Smoothed percentiles

The percentiles for height and weight (P5, P10, P25, P50, P75, P90 and P95) were developed for children and adolescents of both sexes, aged between 7 and 17 years (Figure 1A – D; Tables 1 and 2), with satisfactory LMS modeling based on Q tests (Q statistic between −2 and +2) (Supplementary Fig. 2A – 2D) and worm plots (free from linear trend) (Supplementary Fig. 3A – 3D).

Figure 1.

Percentiles (5, 10, 25, 50, 75, 90, 95) for height (panels A and B) and weight (panels C and D) in children and adolescents with intellectual disability by sex between ages 7 and 17 years old.

(0.61MB).

Boys with ID showed a linear trend in height up to 11 or 12 years old, followed by an increment from 13 to 15 years old and deceleration from 15 or 16 years old. Girls with ID showed a linear trend in height between 7 and 11 years old and a deceleration from the age of 12 years. Furthermore, girls with ID did not show substantial changes in height from 15 to 17 years of age.

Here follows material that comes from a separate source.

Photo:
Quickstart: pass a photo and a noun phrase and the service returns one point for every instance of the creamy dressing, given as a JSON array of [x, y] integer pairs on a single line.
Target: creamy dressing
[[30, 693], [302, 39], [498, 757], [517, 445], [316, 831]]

Regarding weight, the percentiles developed in this study indicated that girls showed a linear tendency to gain weight up to 13 years of age, followed by a deceleration at 14 or 15 years of age and stabilization after 15 years of age, while boys showed a linear trend of weight gain from 7 to 17 years old.

Discussion

This study developed smoothed height-to-age and weight-to-age percentiles, specifically for Brazilian children and adolescents with ID, aged between 7 and 17 years. The creation of percentiles has important implications for monitoring growth in the population with ID.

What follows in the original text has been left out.